対して翁の方は、高い身分の男性の嫁にする事が娘の幸せであるという古い価値観を持つキャラクターなので、ここにかぐや姫の考える幸せとの齟齬が生じるわけですね。

そして、もう一つの変更点は(今更ネタバレもないと思うので書きますけど)、ラストでかぐや姫を迎えに来る月の使者。
彼らを見れば、月が死後の世界なのは一目瞭然で、つまり高畑さんはかぐや姫というキャラクターを通して人間が生まれてから成長し年老いて死ぬまで、人間の一生を描き、生きることの(苦しさや失敗も含めた)素晴らしさや尊さを観客に伝えようとしているんですね。

なので、帝に求婚されたあと翁と媼に「月に帰らなければならない」と告げるシーンは些か唐突に見えるかもですが、それは当然で、死とは誰の身にも唐突かつ理不尽に降り注ぐものだからです。

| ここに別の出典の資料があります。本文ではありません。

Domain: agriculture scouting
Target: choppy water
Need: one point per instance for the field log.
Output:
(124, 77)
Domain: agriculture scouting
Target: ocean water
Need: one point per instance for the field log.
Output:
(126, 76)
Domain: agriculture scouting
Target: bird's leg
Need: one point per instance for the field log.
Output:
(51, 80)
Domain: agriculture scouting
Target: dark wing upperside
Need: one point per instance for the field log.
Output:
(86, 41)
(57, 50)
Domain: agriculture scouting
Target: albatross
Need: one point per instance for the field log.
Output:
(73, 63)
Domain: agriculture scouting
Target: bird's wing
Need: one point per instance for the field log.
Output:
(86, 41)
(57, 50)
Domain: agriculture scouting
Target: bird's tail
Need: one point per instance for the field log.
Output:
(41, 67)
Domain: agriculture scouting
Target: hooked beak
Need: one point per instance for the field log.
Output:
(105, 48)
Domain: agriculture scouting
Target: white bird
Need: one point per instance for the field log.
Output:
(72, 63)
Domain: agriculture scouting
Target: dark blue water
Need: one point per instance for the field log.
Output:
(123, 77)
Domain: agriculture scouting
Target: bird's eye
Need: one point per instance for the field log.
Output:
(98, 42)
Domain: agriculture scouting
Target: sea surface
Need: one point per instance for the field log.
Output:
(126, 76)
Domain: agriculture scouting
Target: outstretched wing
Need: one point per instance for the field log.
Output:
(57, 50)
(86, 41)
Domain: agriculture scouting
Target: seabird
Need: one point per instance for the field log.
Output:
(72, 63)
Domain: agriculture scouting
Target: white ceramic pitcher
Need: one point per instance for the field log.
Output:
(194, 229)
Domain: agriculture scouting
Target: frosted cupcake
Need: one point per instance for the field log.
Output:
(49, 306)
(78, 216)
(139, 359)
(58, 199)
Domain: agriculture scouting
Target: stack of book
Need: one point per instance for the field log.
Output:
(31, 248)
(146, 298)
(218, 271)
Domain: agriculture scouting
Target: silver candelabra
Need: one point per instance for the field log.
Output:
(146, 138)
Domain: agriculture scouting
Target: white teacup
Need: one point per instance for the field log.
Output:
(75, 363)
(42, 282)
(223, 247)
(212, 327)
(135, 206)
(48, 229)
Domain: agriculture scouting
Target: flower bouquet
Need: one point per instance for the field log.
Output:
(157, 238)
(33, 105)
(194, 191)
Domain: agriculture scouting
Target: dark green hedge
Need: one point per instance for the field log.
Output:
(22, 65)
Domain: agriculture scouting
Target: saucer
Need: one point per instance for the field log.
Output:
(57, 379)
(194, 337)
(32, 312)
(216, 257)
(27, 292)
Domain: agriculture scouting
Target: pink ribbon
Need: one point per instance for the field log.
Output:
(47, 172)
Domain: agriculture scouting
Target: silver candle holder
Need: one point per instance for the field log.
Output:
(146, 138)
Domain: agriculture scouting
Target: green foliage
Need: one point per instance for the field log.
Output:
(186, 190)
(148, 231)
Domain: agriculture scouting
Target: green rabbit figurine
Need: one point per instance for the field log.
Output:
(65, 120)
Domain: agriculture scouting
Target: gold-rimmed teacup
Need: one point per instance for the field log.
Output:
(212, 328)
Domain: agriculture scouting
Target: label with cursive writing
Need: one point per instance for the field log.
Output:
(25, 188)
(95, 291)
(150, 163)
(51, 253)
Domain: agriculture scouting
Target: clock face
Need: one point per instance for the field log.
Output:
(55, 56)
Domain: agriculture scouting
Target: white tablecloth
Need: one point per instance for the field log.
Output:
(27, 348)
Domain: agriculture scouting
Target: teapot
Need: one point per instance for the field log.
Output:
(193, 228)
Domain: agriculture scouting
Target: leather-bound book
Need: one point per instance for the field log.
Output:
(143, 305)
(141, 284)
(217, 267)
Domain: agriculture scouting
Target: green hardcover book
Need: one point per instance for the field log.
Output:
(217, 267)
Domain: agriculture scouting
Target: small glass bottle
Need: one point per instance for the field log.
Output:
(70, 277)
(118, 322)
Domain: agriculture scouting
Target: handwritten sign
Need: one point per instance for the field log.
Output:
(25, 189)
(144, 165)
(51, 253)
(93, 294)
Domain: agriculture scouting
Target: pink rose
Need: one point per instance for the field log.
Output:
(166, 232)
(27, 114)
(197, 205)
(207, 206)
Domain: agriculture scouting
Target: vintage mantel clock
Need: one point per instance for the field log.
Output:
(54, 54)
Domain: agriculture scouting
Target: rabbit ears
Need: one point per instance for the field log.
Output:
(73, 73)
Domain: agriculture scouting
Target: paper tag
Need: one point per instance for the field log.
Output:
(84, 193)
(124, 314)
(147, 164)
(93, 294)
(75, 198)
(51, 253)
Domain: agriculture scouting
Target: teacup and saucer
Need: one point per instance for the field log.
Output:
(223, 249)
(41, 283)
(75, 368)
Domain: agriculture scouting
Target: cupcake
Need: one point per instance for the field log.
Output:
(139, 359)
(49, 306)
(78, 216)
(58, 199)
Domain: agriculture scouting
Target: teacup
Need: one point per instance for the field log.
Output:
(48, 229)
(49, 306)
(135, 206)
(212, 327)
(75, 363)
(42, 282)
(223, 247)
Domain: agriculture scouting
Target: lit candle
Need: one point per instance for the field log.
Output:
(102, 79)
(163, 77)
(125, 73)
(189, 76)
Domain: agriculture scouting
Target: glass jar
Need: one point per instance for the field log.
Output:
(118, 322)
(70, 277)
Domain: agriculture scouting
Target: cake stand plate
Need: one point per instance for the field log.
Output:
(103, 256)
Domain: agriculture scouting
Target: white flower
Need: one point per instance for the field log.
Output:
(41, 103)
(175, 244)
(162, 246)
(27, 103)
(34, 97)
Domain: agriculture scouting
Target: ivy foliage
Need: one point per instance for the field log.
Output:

こうして文字で書いてしまえばほんの数行ですが、ストーリーラインは誰もが知っている竹取物語そのままに、視点の変更やほんの少しの変更で、僕が“知った気になっていた”古典を現代に通じる普遍的な物語へと変えてしまう高畑さんのストーリーテリング能力に、「やべぇ、この人天才だった!」と思い知って、思わず震えましたねー。

高畑勲の遺言

同時に、この物語を僕は高畑勲の遺言」なのだと思いました。

それは高畑さんが亡くなってからこの作品を観たからそう思うのかもしれませんが、上記のようなテーマの他に、アニメ監督としての高畑勲の姿勢や作品に対してのアプローチが入っているように思ったからです。

劇中、都に暮らすようになったかぐや姫は、屋敷の裏庭の畑に植物を植えます。
夏になり「草が伸びてきたわね」と言う媼に、かぐや姫が「こうやって観ると見え方が変わるの」と顔を地面すれすれにして草の隙間から覗くと、そこは草花を故郷の竹林に見立てた箱庭になっているんですね。

僕はこのかぐや姫の視点こそが、クリエイターとしての高畑さんの視点そのものなのではないかと思いました。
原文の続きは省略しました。